I stopped speaking, and so did the boys. I knew they would, because I knewthem. He didn’t. Maybe all those years of connecting to the boys would pay off. Maybe my connection toAdelia, and to her children, would somehow help us through this. Maybe… maybe their mother was looking down on us now, and I hoped that she understood me. That she knew I had done my best. Because I had.

For all my faults, and all my weaknesses, I knew that loving those boys was not one of them.

The car stopped. He cut the engine, and I stayed silent.

He got out of the driver’s seat, and came around, opening my door, then dragged me out by the arm. I blindly tried to stay upright, as I stumbled on unsure footing.

My feet were on pebbles, then stairs that I almost tripped over. Then I was in a building.

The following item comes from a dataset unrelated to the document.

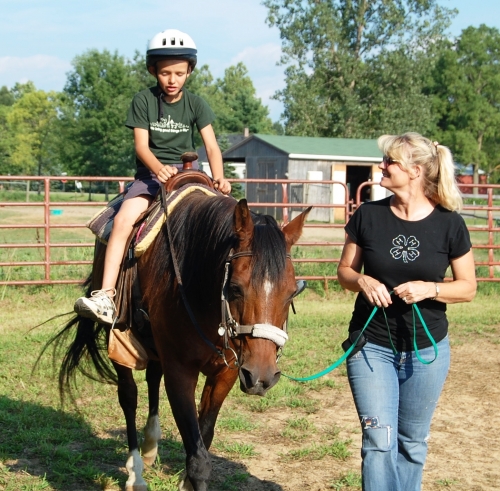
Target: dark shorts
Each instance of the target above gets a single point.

The hood came off. I was in a darkened hall, somewhere. Maybe it was some kind of barn, I wasn’t quite sure, as I blinked, my eyes adjusted to the low lighting.

Romulus was fighting tears, as a stony faced Remus looked at his father. They were on their knees, their hands bound in front of them.

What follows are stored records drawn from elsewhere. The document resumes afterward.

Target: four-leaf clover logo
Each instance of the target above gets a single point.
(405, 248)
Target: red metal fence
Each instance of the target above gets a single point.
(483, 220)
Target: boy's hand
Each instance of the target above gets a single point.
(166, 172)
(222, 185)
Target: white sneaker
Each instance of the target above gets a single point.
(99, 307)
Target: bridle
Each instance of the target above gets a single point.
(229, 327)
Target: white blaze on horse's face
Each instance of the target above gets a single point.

A door closed in the distance. Footsteps retreated.

“Alone, at last,” Richard said. “One big happy family.”

I looked, and he had a gun in his hand. I was surprised. Not that he would be willing to kill, but that he would do it himself. In my mind, he was the man behind the killer. The dollars, not the trigger.

Remus set his jaw, his eyes darting back and forth as if he was still looking for a way to escape. He still thought there was hope.

Pandora’s most damning gift.

“Let me stand,” Remus finally said.

Richard tilted his head, looking at his stoic son. The one that resembled him in almost every way.

“If you’re going to kill me, father,” he said, planting one foot up, then rising from his bended knee until he was eye to eye with the man who made him. “I’d rather stand.”

Richard smirked, pointing the gun at him. I screamed, “Richard! No! Kill me, but leave the boys! Leave them alone!”

“You fool.” Richard’s smile confused me, but I didn’t have time to think. “What does it matter how a man falls down?”

“When the fall is all there is,” Remus said, his eyes narrowing. “Then it matters a great deal.”

Then it hit me. That was his move. He was paraphrasing a Lion in Winter. Paraphrasing the character named Richard… Richard the Lionheart. In a way, he was quoting his own father.

Richard lifted the pistol, and pointed it at the ceiling, laying his finger out, and resting it outside of the trigger well. I whimpered, feeling the blubber coming from my chest.